Determinism and general relativity
Chris Smeenk, Christian Wuthrich

TL;DR
This paper explores the concept of determinism in general relativity, examining the role of global hyperbolicity and its implications for the physical reasonableness of spacetime models.
Contribution
It analyzes the necessity and justification of global hyperbolicity in ensuring determinism within general relativity, comparing philosophical and physical perspectives.
Findings
Global hyperbolicity may not be necessary for all physically reasonable models.
The paper discusses whether to impose global hyperbolicity by fiat or derive it from weaker assumptions.
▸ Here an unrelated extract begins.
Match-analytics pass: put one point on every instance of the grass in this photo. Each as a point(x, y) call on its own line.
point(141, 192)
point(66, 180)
It considers the influence of beyond-GR physics on the status of global hyperbolicity.
Abstract
We investigate the fate of determinism in general relativity (GR), comparing the philosopher's account with the physicist's well-posed initial value formulations. The fate of determinism is interwoven with the question of what it is for a spacetime to be `physically reasonable'. A central concern is the status of global hyperbolicity, a putatively necessary condition for determinism in GR. While global hyperbolicity may fail to be true of all physically reasonable models, we analyze whether global hyperbolicity should be (i) imposed by fiat; (ii) established from weaker assumptions, as in cosmic censorship theorems; or (iii) justified by beyond-GR physics.